Additionally, global external application load balancers have enhanced security with mTLS client-side authentication. This capability lets the server verify the client’s identity in the same way that the client verifies the server’s identity during standard TLS authentication, Sambi said.
Another feature, Network Security Posture Control, lets customers tag workloads, VMs or a set of workloads and apply security policies across the Google Cloud infrastructure.
Partnering for secure service edge
For customers looking to adopt secure service edge (SSE) technology, for hybrid workers in particular, Google Cloud is partnering with Palo Alto Networks for its Prisma Access system and Broadcom for its secure Web gateway to offer SSE support natively in Google Cloud.

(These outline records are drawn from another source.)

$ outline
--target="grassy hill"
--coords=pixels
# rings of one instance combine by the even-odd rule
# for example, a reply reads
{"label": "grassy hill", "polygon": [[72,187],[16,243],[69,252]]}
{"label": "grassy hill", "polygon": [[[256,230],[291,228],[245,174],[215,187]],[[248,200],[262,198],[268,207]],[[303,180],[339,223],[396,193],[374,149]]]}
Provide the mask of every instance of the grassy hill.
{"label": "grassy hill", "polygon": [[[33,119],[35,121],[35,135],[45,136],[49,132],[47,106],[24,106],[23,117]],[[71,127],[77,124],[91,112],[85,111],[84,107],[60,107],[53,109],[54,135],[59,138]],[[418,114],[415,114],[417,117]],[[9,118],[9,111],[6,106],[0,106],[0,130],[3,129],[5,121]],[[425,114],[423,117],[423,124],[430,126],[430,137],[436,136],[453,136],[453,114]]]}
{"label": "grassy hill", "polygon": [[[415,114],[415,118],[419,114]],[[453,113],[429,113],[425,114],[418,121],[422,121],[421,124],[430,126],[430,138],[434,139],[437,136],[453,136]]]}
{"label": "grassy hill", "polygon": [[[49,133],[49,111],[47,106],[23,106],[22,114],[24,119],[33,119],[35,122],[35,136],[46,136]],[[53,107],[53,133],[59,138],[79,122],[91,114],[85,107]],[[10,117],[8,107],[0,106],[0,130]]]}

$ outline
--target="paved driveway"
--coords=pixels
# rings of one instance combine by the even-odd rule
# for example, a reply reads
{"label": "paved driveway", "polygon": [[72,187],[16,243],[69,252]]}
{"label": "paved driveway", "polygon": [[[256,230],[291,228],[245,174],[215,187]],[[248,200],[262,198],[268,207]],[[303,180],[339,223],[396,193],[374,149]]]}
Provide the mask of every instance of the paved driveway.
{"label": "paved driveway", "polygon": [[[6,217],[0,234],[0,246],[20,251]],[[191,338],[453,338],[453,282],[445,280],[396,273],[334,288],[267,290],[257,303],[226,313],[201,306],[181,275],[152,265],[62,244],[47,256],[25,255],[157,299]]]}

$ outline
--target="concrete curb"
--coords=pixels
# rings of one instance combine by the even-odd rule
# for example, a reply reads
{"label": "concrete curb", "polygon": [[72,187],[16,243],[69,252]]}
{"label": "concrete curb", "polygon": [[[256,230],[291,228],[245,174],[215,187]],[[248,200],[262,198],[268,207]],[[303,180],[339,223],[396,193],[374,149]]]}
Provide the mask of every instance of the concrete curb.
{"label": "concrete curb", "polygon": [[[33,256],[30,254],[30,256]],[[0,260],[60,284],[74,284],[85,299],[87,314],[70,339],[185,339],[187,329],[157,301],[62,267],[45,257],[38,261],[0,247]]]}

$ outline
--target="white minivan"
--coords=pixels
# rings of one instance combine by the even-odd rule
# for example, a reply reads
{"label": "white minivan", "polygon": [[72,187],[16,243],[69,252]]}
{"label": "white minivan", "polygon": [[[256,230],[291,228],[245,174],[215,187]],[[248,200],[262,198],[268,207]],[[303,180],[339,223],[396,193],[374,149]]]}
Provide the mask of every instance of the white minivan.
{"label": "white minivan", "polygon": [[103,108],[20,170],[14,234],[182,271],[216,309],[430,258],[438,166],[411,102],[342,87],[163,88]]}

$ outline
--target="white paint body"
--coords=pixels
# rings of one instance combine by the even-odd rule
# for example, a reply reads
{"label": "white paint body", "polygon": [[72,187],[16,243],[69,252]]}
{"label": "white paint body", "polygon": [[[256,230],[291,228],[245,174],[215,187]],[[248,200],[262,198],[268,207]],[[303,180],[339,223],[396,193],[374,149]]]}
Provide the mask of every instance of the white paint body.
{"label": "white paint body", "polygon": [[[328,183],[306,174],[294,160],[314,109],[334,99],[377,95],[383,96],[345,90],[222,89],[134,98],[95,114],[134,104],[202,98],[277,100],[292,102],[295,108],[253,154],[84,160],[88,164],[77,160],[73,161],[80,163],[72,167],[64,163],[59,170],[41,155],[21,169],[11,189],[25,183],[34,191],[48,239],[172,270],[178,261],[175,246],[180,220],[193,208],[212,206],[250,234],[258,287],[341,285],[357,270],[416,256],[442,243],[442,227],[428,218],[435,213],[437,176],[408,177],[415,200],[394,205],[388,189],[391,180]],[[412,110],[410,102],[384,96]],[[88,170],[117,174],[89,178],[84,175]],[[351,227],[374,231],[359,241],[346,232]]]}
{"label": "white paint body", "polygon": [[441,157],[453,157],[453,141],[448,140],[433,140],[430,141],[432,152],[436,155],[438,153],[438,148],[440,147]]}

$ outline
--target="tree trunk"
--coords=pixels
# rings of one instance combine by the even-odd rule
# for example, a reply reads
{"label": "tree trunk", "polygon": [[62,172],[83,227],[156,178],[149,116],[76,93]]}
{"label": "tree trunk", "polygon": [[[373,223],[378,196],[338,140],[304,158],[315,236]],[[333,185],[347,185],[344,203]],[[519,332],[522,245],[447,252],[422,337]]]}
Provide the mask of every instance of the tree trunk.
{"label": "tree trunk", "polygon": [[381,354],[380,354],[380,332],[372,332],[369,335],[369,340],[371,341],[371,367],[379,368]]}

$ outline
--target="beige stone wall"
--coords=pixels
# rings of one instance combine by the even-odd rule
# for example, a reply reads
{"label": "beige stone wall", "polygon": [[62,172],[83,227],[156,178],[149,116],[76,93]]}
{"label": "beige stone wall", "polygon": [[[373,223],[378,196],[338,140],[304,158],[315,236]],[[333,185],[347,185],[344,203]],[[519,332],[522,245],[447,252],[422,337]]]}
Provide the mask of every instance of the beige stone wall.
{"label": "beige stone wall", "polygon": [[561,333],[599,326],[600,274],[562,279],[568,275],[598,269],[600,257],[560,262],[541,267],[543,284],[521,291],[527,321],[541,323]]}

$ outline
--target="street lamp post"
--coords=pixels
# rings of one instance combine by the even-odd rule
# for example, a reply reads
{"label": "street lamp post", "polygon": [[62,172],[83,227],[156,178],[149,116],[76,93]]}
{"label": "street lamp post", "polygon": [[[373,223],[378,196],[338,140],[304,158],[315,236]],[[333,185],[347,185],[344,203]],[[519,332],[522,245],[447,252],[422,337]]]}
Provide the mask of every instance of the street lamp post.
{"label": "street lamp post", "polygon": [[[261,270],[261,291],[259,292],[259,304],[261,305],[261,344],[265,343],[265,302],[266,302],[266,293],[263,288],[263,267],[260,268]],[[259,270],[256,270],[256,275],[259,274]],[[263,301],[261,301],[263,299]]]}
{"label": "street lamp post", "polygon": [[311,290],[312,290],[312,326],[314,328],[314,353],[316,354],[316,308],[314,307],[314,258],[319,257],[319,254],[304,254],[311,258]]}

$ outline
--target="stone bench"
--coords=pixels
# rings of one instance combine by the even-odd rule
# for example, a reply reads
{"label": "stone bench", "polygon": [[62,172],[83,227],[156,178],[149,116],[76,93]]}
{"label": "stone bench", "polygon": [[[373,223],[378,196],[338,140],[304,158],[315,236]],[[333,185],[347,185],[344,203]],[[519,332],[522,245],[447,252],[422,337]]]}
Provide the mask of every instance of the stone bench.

SSE solutions are being adopted by organizations to provide secure access to enterprise applications and SaaS applications and to help protect the distributed workforce, Sambi said. However, users connecting to SSE experience higher latency for private apps as SSE solutions rely on fixed tunnels over best-effort internet links to reach private applications across clouds.
The Cross Cloud Network service can direct all on-prem user traffic to these SSE offerings hosted in Google Cloud, Sambi said.
“After security inspection, traffic is routed to applications in Google Cloud or over Cross-Cloud Interconnect to other clouds. Because the security stack is deployed natively in Google Cloud, there are no tunnels or overlay networks required, allowing the stack to perform at its best. As a result of the native integration of these SSE solutions into Cross-Cloud Network, businesses will gain security controls and up to a 35% reduction in network latency.”